Kepada Jawa Pos Radar Tuban, Suryono Sumaji, pengelola rumah makan ini menjelaskan, izin belum bisa naik ke dinas perizinan karena perangkat desa belum memberikan tanda tangan pengesahan.
Dikatakan dia, satu-satunya syarat yang belum dilengkapi adalah surat persetujuan kepala desa. Sementara untuk dinas terkait dan kecamatan diakuinya sudah klir. ‘’Padahal, semua tetangga sudah memberi izin hitam di atas putih untuk izin HO, tapi pemerintah desa masih mempersulit,’’ tutur dia.
Kasmuri, mantan Camat Jenu mengatakan, ketika masih menjabat camat setempat, pihaknya pernah memediasi dua belah pihak. Dia menduga ada permasalahan pribadi yang berimbas pada perizinan yang sulit dikeluarkan. Kasmuri mengaku enggan berkomentar lebih banyak karena sudah tidak lagi menjabat di Kecamatan Jenu. ‘’Hanya saya sarankan kalau ada masalah pribadi jangan dibawa ke institusi. Harus profesional,’’ tegas dia.

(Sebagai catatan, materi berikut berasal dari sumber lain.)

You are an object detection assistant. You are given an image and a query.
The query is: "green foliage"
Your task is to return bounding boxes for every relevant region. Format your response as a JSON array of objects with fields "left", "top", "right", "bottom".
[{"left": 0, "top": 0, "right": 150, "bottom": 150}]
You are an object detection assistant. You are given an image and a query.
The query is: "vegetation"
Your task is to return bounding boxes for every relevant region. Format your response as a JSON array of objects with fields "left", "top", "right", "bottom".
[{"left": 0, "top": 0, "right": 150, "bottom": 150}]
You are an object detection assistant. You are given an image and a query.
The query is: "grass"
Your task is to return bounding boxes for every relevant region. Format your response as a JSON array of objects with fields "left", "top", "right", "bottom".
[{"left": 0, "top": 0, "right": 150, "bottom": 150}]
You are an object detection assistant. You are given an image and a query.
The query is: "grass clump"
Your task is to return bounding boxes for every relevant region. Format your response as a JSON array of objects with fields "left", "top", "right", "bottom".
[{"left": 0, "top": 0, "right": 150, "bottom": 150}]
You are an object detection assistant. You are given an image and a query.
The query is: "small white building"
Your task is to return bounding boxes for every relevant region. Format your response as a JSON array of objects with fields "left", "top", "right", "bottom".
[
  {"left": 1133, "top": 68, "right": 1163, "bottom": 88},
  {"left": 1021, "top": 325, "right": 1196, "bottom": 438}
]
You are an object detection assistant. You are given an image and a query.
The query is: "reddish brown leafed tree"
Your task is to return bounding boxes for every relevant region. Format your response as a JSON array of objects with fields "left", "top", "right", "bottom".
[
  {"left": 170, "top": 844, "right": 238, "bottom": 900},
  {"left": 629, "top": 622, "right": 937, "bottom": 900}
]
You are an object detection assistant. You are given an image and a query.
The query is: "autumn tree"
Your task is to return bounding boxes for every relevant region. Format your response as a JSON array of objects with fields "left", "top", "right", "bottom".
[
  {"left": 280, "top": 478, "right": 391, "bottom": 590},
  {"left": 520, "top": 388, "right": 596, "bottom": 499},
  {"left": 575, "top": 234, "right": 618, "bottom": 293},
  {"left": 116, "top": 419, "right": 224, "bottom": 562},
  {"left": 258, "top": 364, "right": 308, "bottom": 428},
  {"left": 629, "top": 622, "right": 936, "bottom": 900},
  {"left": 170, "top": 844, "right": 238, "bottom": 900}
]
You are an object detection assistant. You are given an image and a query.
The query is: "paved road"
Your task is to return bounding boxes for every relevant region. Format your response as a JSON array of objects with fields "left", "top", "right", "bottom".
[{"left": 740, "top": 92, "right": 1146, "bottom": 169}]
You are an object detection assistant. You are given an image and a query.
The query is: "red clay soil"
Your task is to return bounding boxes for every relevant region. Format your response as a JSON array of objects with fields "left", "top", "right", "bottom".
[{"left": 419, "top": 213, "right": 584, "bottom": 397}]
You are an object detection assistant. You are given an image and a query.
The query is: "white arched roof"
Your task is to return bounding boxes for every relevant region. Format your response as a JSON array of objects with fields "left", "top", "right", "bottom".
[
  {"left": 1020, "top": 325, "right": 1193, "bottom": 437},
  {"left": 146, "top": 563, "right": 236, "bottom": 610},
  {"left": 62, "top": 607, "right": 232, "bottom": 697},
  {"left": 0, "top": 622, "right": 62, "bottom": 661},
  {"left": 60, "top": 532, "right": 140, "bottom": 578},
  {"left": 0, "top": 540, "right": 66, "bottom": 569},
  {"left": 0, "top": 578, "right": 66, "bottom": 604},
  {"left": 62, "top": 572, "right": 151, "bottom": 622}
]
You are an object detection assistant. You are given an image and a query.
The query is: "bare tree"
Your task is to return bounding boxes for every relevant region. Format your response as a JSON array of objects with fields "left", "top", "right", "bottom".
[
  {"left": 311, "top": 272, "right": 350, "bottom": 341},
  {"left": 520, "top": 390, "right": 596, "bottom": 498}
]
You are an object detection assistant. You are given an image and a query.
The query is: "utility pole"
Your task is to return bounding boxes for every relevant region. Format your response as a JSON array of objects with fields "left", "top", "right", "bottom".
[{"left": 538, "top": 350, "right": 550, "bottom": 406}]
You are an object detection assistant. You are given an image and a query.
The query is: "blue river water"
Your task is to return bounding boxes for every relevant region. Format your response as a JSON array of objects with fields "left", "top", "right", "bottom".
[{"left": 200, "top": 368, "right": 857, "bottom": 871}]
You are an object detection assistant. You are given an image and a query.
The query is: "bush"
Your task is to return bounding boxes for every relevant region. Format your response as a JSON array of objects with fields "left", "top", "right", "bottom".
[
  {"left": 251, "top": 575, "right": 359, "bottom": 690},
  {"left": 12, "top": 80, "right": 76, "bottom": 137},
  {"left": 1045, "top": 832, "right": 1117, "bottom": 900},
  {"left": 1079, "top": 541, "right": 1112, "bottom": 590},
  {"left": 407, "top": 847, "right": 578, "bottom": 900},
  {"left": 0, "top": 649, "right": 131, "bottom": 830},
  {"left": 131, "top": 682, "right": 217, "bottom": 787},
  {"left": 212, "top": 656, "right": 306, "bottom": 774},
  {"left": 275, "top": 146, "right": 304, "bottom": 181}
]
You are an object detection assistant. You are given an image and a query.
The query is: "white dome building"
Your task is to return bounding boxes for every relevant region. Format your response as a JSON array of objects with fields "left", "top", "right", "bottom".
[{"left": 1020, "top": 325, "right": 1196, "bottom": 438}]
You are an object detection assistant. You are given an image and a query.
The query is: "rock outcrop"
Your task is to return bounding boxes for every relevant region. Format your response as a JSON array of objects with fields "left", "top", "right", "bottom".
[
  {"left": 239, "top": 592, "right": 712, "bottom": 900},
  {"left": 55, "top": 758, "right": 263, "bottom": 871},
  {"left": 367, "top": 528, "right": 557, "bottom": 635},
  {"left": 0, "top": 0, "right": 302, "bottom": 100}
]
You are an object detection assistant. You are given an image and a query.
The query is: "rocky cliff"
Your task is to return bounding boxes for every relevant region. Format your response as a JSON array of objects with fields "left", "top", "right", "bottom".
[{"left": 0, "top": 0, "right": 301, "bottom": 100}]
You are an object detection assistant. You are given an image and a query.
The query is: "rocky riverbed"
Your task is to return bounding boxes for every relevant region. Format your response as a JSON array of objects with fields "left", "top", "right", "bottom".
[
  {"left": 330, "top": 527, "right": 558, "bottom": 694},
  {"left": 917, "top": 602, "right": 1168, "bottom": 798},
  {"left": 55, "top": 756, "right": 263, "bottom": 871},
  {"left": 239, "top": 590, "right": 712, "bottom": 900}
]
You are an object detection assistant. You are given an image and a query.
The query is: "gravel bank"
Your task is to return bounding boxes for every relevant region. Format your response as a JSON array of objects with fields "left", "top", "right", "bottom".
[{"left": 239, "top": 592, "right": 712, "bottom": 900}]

Dikonfirmasi terpisah, Kepala Desa Sugihwaras, Kecamatan Jenu M. Na’im membenarkan pihaknya belum menandatangani surat perizinan dimaksud. Pertimbangannya, salah satu warga masih keberatan dan menolak tanda tangan karena tanah di sebelah timur rumah makan tersebut belum dibeli. ‘’Kalau semua warga sepakat tanda tangan, saya pastikan, saya juga tanda tangani,’’ tutur dia yang mengklaim ingin menaati prosedur.
Naim secara tegas menolak jika dianggap mempersulit perizinan usaha di wilayahnya. Dia justru mengaku mendukung jika desanya dijadikan lahan perekrutan tenaga kerja. Hanya saja, dia ingin segala sektor bisnis di wilayahnya berjalan sesuai prosedur tanpa ada masalah di kemudian hari. ‘’Saya tidak pernah mempersulit izin. Orang lama pasti tahu bagaimana dua periode kepemimpinan saya di sini,’’ tandas dia.
Menanggapi hal tersebut, Yono membenarkan ada lahan seluas 20 meter persegi di timur rumah makan yang diklaim statusnya masih milik warga. Tanah tersebut posisinya tepat di depan pintu gerbang masuk rumah makan. Merasa dibelit permasalahan tersebut, pria kelahiran Trowulan, Mojokerto itu mengaku siap membeli lahan tersebut sesuai permintaan.
Namun, pihak pemerintah desa, menurut Yono, selalu berkilah ketika ditanya terkait surat kepemilikan tanah dan harga yang dipatok. Pihak desa hanya memberitahu kepemilikan lahan tersebut atas nama salah satu perangkat desa. ‘’Saya sudah sanggupi untuk membeli asalkan ada sertifikat kepemilikaan tanah. Sampai saat ini saya tidak pernah lihat surat itu, apa yang harus saya beli?’’ tegas dia.